Russell Hendry

Personal information
- Born: 2 March 1939 (age 87) Dunedin, Otago, New Zealand
- Batting: Right-handed
- Role: Batsman

Domestic team information
- 1961/62–1973/74: Otago
- FC debut: 3 January 1962 Otago v Northern Districts
- Last FC: 7 January 1974 Otago v Canterbury
- LA debut: 2 December 1973 Otago v Canterbury
- Last LA: 9 December 1973 Otago v Auckland

Career statistics
| Competition | First-class | List A |
| Matches | 34 | 2 |
| Runs scored | 1,061 | 0 |
| Batting average | 18.61 | 0.00 |
| 100s/50s | 0/5 | 0/0 |
| Top score | 87* | 0 |
| Catches/stumpings | 18/– | 0/– |
- Source: ESPNcricinfo, 14 May 2016

= Russell Hendry =

New Zealand cricketer

Russell Hendry (born 2 March 1939) is a New Zealand former cricketer. He played 34 first-class and two List A matches for Otago between the 1961–62 and 1973–74 seasons.

Hendry was born at Dunedin in 1939 and educated at King's High School in the city. He played age-group cricket for Otago from 1957 to 1958 and first played for the provincial Second XI in 1960–61, before making his first-class debut for the representative team in a Plunket Shield fixture against Northern Districts at Carisbrook in January 1962. He scored a half-century on debut, part of a then-record Otago partnership of 123 against Northern Districts, and retained his place in the team for the remainder of the 1961–62 season.
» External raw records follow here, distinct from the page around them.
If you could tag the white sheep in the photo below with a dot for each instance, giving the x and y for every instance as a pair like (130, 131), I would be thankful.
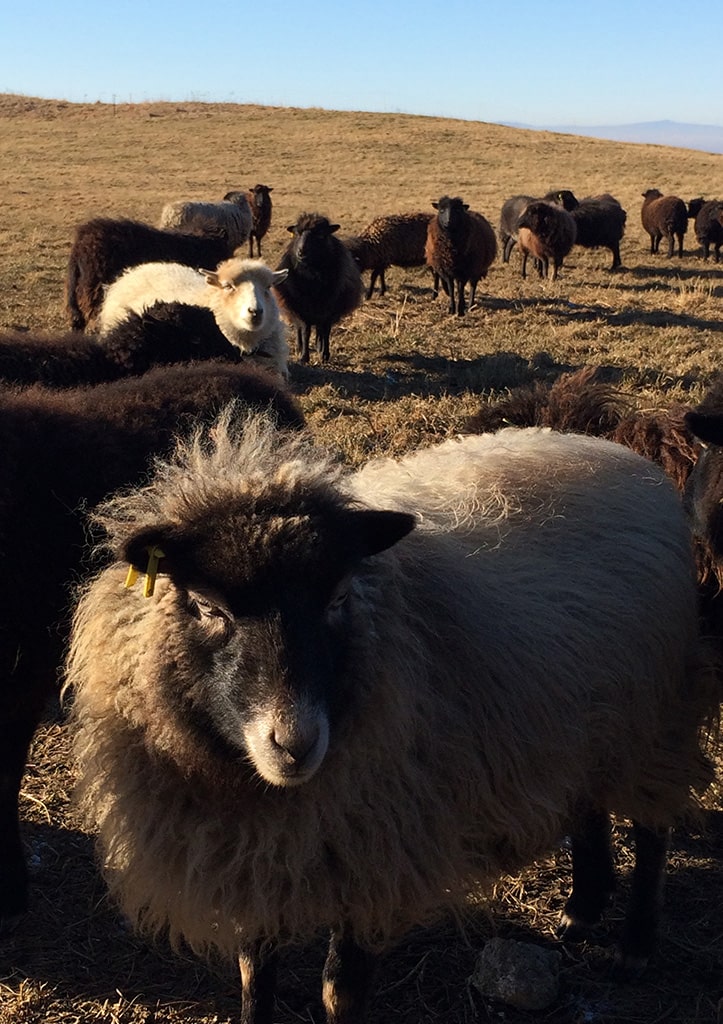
(231, 217)
(238, 292)
(325, 718)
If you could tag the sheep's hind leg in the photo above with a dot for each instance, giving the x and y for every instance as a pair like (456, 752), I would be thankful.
(258, 982)
(593, 876)
(347, 979)
(642, 916)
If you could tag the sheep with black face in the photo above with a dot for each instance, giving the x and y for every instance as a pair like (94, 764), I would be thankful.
(324, 718)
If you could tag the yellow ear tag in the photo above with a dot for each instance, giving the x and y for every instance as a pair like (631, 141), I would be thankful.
(155, 556)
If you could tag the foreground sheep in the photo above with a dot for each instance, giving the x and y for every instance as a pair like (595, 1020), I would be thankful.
(230, 218)
(103, 248)
(396, 240)
(238, 293)
(664, 217)
(323, 284)
(460, 248)
(325, 719)
(60, 453)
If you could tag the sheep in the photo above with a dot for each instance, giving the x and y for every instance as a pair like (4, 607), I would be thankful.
(664, 216)
(513, 208)
(259, 200)
(232, 218)
(546, 231)
(708, 224)
(164, 333)
(61, 453)
(460, 248)
(599, 221)
(103, 248)
(239, 293)
(325, 719)
(395, 240)
(323, 283)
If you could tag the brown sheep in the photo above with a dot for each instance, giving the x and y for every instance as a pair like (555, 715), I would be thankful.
(104, 248)
(546, 231)
(460, 248)
(664, 216)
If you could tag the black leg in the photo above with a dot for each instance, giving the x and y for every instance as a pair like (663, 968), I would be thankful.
(258, 982)
(593, 876)
(643, 913)
(347, 979)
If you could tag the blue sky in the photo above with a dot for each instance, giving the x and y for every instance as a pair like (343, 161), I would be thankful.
(537, 64)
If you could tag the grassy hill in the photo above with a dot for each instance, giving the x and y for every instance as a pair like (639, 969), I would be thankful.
(401, 372)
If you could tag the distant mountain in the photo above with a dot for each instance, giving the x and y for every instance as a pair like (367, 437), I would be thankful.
(706, 137)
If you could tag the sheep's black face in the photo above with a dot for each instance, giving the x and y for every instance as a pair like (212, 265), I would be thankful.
(260, 628)
(704, 491)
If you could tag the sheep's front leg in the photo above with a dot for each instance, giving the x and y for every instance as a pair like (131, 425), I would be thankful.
(258, 982)
(347, 979)
(642, 916)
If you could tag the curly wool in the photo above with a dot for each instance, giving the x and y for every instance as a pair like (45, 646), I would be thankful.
(450, 768)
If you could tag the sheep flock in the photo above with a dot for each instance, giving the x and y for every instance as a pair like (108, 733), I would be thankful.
(308, 699)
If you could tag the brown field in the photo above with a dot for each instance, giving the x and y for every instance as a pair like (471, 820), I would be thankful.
(401, 372)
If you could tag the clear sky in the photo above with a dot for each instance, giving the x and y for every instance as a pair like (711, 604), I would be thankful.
(556, 62)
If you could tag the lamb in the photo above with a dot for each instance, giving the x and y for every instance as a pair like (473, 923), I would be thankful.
(664, 216)
(259, 199)
(460, 248)
(104, 248)
(708, 224)
(513, 208)
(164, 333)
(239, 293)
(546, 231)
(323, 283)
(232, 218)
(323, 718)
(61, 453)
(599, 221)
(396, 240)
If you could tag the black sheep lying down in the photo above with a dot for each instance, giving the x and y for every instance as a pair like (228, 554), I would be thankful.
(60, 453)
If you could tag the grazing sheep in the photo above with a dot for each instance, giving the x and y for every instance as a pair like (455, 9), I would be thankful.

Described as an "elegant right-handed batsman", Hendry was a regular member of the representative team until the end of the 1966–67 season. He scored half-centuries in 1962–63, 1964–65 and 1966–67, with a highest scored of 87 not out coming in January 1965 against Northern Districts. He played only twice in 1967–68 and then dropped out of the Otago team until the 1973–74 season when he returned to captain the team in five Plunket Shield matches. He scored another half-century, making 64 against Central Districts, and played both of his List A matches during the season, although he failed to score in either of his one-day innings. In total Hendry scored 1,061 first-class runs at a batting average of 18.61 runs per innings.

After his playing career, Hendry was an Otago Cricket Association board member for 15 years and in 2012 was elected as a life-member of the association. He played club cricket for Dunedin Cricket Club and published a history of the club.